We now compare R_sq of P-S stacks treated with 60% HNO₃ to those that were not, taking into account the number of layers in Figure 3 and Table 4. HNO₃ treatment drastically reduced sheet resistance by about two orders of magnitude across all P-S pellicle samples. Notably, the best performance, 7.7 Ω/sq, was obtained by treating 9×lamina P-S layers with 60% HNO₃. It should be noted that this work expands on our previous work [2], expanding the analysis to encompass nine P-S layers instead of the previous maximum of six. Sheet resistance is reduced threefold as a result of the addition of these extra three layers. However, only slight improvements were obtained with further increases in the number of pellicles (more than nine pellicles). Reference [8] states that by selectively eliminating PSS domains, treating P-S laminas with HNO₃ greatly increases conductivity and results in a more ordered, crystalline PEDOT structure. By increasing polaron interactions between PEDOT chains, this rearrangement enhances mobility and carrier concentration. Higher HNO₃ concentrations, such as14 M, decreased the PSS content by more than 60%, as demonstrated by XPS and Raman spectroscopy. This resulted in an increase in conductivity from 1810 S/cm (using 3 M HNO₃) to 4100 S/cm [8]. Lower energy barriers for inter-chain hopping and simpler charge transfer are the causes of the improvement.

Table 3. Shows the sheet resistance in relation to the HNO₃ acid concentration applied for 60 s.

Enhancement method	Rsq [Ω/sq]
1-layer P-S + HNO3 100%,60 s	129
1-layer P-S + HNO3 80%, 60 s	172
1-layer P-S + HNO3 60%, 60 s	182
1-layer P-S + HNO3 40%, 60 s	203
1-layer P-S + HNO3 20%, 60 s	1832

Table  4. Shows the sheet resistance, R_sq, of multilayer stack of P-S laminas with and without HNO₃ acid treatment.

Numbers of P-S layers	Rsq 60% HNO3 60 s [Ω/sq]	Rsq no acid [Ω/sq]
1-layer P-S	182	231k
3-layer P-S	52	19k
6- layer P-S	21	910
9-layer P-S	7.6	38.05
12-layer P-S	2.3	15.07

The increase from six, nine, and twelve layers, particularly when acid treatment is included, implies that the additional three layers are meant to make up for the material loss that occurs during the etching process. A phase separation phenomenon separates the PEDOT and PSS phases in the vertical direction during the spin deposition of P-S, as explained in greater detail elsewhere [2]. The resulting wet lamina collects a PSS-rich solution at the upper segment of the conductive PEDOT chains at the base. As expected, there is a gradual transition between the PEDOT and PSS phases, with the PSS concentration being highest at the top and gradually decreasing towards the bottom. PEDOT exhibits the reverse tendency. With each successive P-S lamina, the PEDOT component of the subsequent lamina penetrates the soluble PSS of the preceding lamina, causing the combined PEDOT phase at the base to thicken and consolidate. The top portion of the layer containing the non-conductive PSS component is eliminated when acid treatment is applied. The conductivity of the etch-reduced P-S lamina should be increased by removing a significant amount of the PSS residues in the PEDOT phase during the acid treatment process.

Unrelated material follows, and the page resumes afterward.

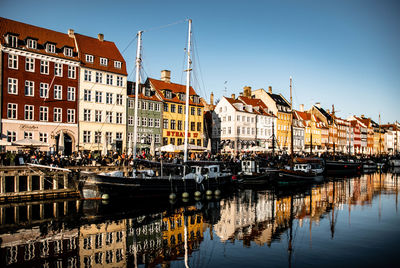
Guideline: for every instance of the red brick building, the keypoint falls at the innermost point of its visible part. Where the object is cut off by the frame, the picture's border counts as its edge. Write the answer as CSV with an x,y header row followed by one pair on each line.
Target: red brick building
x,y
39,86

The study focuses on how Ag NPs might improve P-S's electrical conductivity. Because silver is inert, we applied it in two ways: topical administration following a soft bake of the P-S and bulk doping, in which Ag NPs dispersion is directly combined with P-S solution. Ag NPs in two size ranges 20 to 30 nm and 50 to 60 nm were utilized. The larger nanoparticle sizes consistently produced greater conductivity levels, according to our experiments. Ag NPs topical and bulk uses for 1×lamina and 3×lamina P-S are contrasted in Table 5. Topical application of Ag NPs results in a three orders-of-magnitude increase in sheet resistance compared to the bulk approach. Thus, this approach could prove more advantageous for applications like ReRAM cells, where the inclusion of Cu or Ag is particularly beneficial [1].

The benefit of topical doping is that the metal nanoparticles have a minimal chance of entering the conductive PEDOT phase since they are mostly embedded in the insulating PSS phase at the top of the P-S layer. On the other hand, bulk doping tends to disperse the nanoparticles more evenly across the PEDOT phase and the P-S layer. This uniform distribution, however, can both increase the number of carrier hopping paths and interfere with the alignment and crystallization of the PEDOT chains because the nanoparticle sizes are similar to the thickness of the P-S layer. The conductivity only slightly improves as a result of these conflicting effects.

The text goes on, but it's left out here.